Confirmando-se o sentimento geral, Bolsonaro já iniciou o caminho de volta do Planalto para a planície. O que vem pela frente é o epílogo hipertrofiado de um martírio. O país suportará por um ano e meio a falta de juízo e a ausência de rumo de um presidente que já entrou para a galeria dos piores do ramo.

A forma como Bolsonaro reincide nos próprios erros levou-o a construir uma espécie de herança maldita para si mesmo. A parte mais visível desse legado amaldiçoado é a tragédia sanitária. Mas a pane gerencial não atinge apenas a Saúde. As principais políticas públicas do país estão no caminho do brejo.

A estrutura do Meio Ambiente foi devastada. A política externa desvirtuou a imagem internacional do Brasil. A política de Segurança Pública limita-se à disseminação de armas. Os generais do Planalto são mais conhecidos do que o ministro da Educação. O procurador-geral não procura. A Polícia Federal ganhou coleira.

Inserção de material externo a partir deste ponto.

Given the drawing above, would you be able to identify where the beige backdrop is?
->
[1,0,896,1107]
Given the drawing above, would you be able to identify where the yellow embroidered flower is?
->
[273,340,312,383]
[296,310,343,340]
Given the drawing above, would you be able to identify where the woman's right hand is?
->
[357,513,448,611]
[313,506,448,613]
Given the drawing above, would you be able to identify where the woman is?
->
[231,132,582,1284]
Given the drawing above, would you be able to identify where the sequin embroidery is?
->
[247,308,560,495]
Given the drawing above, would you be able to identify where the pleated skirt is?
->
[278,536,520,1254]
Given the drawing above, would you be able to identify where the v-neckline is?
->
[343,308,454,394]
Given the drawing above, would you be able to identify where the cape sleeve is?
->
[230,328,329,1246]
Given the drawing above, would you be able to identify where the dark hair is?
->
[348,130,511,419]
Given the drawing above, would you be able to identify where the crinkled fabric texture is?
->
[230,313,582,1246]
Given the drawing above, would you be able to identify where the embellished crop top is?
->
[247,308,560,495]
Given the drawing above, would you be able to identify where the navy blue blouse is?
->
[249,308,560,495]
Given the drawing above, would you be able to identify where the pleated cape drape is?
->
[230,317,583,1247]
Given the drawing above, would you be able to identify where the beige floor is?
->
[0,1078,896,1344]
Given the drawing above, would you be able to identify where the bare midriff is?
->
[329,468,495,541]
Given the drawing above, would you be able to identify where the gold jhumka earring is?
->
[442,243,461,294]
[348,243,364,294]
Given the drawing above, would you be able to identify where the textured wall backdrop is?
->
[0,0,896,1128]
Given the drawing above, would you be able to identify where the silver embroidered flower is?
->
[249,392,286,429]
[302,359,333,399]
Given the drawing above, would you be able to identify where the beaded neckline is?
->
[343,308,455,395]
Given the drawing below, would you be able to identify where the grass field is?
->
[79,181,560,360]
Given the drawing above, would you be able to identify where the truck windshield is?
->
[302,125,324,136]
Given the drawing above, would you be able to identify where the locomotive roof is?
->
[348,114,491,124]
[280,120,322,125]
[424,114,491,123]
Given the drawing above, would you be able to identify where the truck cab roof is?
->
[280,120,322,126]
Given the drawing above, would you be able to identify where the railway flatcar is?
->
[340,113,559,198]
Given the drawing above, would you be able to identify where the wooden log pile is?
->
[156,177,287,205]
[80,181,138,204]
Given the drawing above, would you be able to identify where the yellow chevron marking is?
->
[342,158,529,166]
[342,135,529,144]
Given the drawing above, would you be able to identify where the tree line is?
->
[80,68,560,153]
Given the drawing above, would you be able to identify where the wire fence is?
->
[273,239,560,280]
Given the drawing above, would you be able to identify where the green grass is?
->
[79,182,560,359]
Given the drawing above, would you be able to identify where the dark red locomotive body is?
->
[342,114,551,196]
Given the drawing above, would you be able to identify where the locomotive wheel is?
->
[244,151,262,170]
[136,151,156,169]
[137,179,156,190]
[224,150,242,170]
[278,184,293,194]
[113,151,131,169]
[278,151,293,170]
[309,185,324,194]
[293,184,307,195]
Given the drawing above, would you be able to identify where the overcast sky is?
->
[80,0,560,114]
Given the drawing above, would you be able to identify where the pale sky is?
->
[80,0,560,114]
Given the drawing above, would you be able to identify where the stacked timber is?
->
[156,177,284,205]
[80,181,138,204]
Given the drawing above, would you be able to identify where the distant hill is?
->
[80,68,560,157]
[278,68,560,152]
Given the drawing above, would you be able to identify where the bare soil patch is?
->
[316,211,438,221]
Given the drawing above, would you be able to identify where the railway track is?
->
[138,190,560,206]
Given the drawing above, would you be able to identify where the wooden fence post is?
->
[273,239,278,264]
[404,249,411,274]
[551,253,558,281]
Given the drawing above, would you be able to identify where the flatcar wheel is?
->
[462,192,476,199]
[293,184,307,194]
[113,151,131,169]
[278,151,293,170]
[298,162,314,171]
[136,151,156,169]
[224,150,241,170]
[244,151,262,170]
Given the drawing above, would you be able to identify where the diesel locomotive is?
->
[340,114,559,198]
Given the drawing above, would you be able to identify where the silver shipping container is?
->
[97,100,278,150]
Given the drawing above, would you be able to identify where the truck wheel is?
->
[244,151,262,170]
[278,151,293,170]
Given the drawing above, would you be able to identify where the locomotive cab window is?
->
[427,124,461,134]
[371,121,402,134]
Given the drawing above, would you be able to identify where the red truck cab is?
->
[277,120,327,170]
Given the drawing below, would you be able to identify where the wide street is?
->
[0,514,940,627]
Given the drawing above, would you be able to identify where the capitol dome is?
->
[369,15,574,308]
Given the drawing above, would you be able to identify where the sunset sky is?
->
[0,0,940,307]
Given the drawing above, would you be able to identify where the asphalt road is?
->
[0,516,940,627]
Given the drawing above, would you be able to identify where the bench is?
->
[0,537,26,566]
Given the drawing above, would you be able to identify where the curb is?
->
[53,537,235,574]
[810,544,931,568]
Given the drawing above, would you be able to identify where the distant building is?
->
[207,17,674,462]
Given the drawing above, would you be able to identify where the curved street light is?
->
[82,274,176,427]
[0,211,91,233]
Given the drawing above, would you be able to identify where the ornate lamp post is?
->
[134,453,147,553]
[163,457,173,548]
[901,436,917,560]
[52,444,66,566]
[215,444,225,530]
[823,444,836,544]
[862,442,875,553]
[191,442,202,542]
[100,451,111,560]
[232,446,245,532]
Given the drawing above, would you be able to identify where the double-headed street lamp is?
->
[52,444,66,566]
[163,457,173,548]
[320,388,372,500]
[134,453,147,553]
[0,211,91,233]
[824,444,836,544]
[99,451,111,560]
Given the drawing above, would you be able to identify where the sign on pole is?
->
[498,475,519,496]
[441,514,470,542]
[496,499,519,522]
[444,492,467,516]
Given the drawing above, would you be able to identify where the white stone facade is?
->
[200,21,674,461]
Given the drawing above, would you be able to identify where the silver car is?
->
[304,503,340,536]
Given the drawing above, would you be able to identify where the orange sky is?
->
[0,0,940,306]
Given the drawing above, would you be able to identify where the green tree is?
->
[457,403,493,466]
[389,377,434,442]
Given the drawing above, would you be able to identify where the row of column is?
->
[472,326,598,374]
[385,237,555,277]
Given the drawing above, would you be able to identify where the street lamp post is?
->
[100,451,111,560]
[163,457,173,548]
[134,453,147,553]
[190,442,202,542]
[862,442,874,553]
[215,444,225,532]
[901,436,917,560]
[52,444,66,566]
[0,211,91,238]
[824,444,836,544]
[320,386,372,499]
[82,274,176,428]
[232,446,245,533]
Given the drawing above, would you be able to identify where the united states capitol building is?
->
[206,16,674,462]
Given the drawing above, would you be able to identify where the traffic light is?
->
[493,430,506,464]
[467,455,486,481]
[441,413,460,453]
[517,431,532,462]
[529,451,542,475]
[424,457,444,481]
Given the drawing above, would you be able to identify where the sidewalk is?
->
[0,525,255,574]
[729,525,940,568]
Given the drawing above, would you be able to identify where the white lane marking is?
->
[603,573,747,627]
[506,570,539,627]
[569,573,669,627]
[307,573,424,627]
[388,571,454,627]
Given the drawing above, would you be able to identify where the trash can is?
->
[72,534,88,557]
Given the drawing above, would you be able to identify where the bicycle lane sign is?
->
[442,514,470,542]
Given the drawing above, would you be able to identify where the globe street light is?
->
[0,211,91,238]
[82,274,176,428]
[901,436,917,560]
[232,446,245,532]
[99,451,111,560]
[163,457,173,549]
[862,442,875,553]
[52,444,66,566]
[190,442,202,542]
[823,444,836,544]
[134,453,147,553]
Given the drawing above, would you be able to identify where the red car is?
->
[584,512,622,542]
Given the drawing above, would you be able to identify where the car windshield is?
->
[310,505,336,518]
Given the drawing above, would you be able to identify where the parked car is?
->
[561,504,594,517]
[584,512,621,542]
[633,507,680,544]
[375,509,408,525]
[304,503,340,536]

Na área econômica, acumulam-se problemas —do desemprego à inflação, da falta de energia à falta de vacinas. Mas a prioridade de Bolsonaro é a pauta eleitoral. Os desejos do candidato —Bolsa Família vitaminado, reajuste salarial para os servidores e verba para obras eleitoreiras— são maiores do que o caixa. O que leva o governo a ameaçar com a alta de impostos.

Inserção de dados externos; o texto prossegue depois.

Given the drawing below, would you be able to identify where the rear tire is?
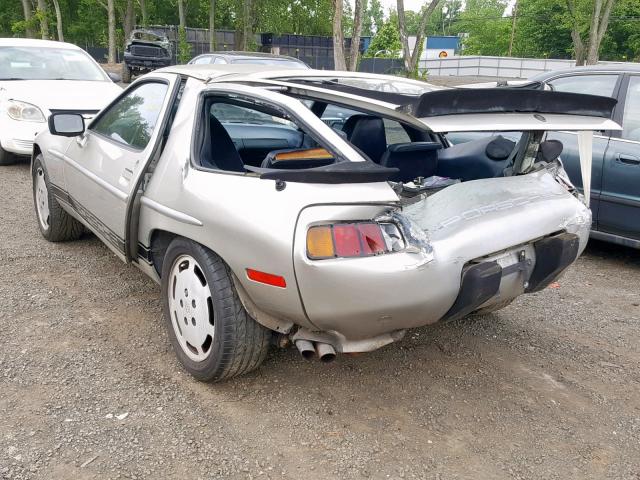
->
[0,145,16,166]
[162,238,271,382]
[31,154,84,242]
[122,62,131,83]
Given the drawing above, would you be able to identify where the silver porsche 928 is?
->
[32,65,619,381]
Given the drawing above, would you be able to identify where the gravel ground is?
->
[0,157,640,480]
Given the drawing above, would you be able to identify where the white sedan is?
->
[0,38,122,165]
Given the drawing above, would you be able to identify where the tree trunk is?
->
[408,0,441,75]
[349,0,365,72]
[107,0,116,63]
[571,27,586,67]
[507,0,518,57]
[53,0,64,42]
[240,0,253,52]
[566,0,586,67]
[22,0,36,38]
[138,0,149,27]
[333,0,347,70]
[174,0,187,28]
[209,0,216,52]
[586,0,615,65]
[397,0,411,72]
[38,0,49,40]
[122,0,136,44]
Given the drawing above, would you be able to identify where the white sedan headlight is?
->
[6,100,45,122]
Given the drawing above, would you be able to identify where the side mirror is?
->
[49,113,84,137]
[107,72,122,83]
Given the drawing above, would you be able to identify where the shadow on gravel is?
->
[584,240,640,268]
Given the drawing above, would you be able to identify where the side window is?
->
[383,118,411,145]
[622,75,640,142]
[321,105,360,130]
[211,103,296,128]
[321,104,411,144]
[548,74,618,97]
[91,83,169,150]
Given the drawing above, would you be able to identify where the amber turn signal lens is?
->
[307,225,335,259]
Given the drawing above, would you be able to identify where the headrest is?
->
[485,135,516,161]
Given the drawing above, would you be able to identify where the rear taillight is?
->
[307,222,404,260]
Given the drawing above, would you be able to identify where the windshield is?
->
[0,47,108,81]
[131,31,167,42]
[231,58,309,68]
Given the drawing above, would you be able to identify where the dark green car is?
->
[447,64,640,248]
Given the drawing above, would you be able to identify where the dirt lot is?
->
[0,159,640,480]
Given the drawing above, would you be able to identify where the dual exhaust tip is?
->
[296,340,336,363]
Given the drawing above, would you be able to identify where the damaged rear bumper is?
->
[294,172,591,344]
[442,232,580,320]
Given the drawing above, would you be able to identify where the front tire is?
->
[0,145,16,166]
[31,154,84,242]
[162,238,271,382]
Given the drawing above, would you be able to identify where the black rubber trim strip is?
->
[442,262,502,320]
[256,161,399,184]
[290,79,618,118]
[525,233,580,293]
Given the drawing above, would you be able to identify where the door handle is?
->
[616,157,640,165]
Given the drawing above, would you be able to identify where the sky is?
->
[380,0,515,16]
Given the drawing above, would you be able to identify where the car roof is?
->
[194,50,304,63]
[156,63,445,90]
[155,63,306,82]
[529,63,640,81]
[0,38,82,50]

Em política, o melhor momento para mudar é antes que a mudança se torne necessária. Bolsonaro fez uma opção preferencial pelo erro. A ruína lhe chega sempre em dobro, pois não são apenas os erros do capitão que sabotam o seu governo, mas a maneira como ele age depois de cometê-los.

No caso de Bolsonaro, um personagem que nunca teve apreço pelas instituições democráticas, a falta de espaço para manobrar é um convite para a reiteração de extravagâncias.

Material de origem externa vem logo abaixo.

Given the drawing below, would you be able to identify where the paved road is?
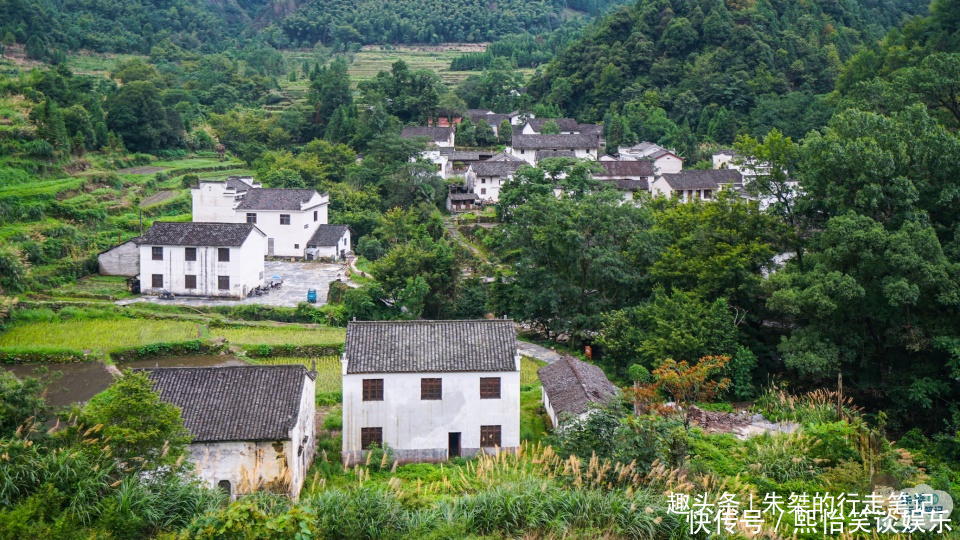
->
[517,340,561,364]
[117,261,349,307]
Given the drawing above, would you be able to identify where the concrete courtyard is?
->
[117,261,356,307]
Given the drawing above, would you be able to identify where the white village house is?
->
[537,355,620,427]
[650,169,743,202]
[400,126,456,148]
[143,365,317,499]
[342,320,520,465]
[139,221,266,298]
[191,177,350,258]
[510,134,600,166]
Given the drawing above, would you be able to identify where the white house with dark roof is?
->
[143,365,317,499]
[650,169,743,202]
[537,355,620,427]
[510,134,600,166]
[342,320,520,465]
[138,221,266,298]
[191,177,330,257]
[400,126,456,148]
[464,154,527,203]
[307,225,350,259]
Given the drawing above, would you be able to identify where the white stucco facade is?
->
[343,355,520,464]
[139,227,266,298]
[187,376,317,499]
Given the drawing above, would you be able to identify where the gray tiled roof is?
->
[598,177,650,191]
[537,356,619,415]
[663,169,743,189]
[534,150,577,161]
[594,160,653,177]
[143,365,307,442]
[237,188,317,210]
[400,126,453,142]
[513,135,600,150]
[487,152,526,163]
[470,160,527,176]
[344,320,517,373]
[140,221,259,247]
[307,225,348,247]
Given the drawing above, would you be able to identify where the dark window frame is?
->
[362,379,383,401]
[480,426,503,448]
[420,377,443,401]
[360,427,383,450]
[480,377,502,399]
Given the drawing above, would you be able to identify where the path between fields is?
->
[517,340,562,364]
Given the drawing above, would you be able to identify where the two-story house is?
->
[191,177,334,257]
[510,134,600,166]
[342,320,520,465]
[139,221,266,298]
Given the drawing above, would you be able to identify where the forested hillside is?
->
[529,0,926,156]
[0,0,623,60]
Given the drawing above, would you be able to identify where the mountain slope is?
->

O presidente chama de "pilantras" os rivais da CPI sem se dar conta da pilantragem que o rodeia. Coloca numa mesma frase as "minhas Forças Armadas" e as ameaças de virar a mesa se não for implantado o voto impresso. Fornece material para a abertura de inquéritos no Supremo e acha que o problema está nas togas.

Em 2015, quando ainda era apenas um deputado do baixíssimo clero, Bolsonaro protocolou na Presidência da Câmara um pedido de impeachment de Dilma Rousseff. Anotou na peça o seguinte:

"Mais do que despreparo, mostra-se evidente a omissão da denunciada ao deixar de adotar medidas preventivas e repressivas para combater o câncer da corrupção em seu governo, mantendo, perto de si e em funções de alta relevância da administração federal, pessoas com fortes indícios de comprometimento ético e desvios de conduta. Deixou de agir em defesa da sociedade da qual é responsável máxima na administração pública."

Decorridos seis anos, Bolsonaro poderia reler o que escreveu sobre Dilma defronte do espelho. Talvez enxergue na imagem refletida um presidente omisso, protetor dos maus costumes e negligente na defesa do bem jurídico mais valioso de uma sociedade: o direito à vida.

Será um suplício acompanhar cada manhã do ocaso de um presidente cuja precariedade é ilimitada.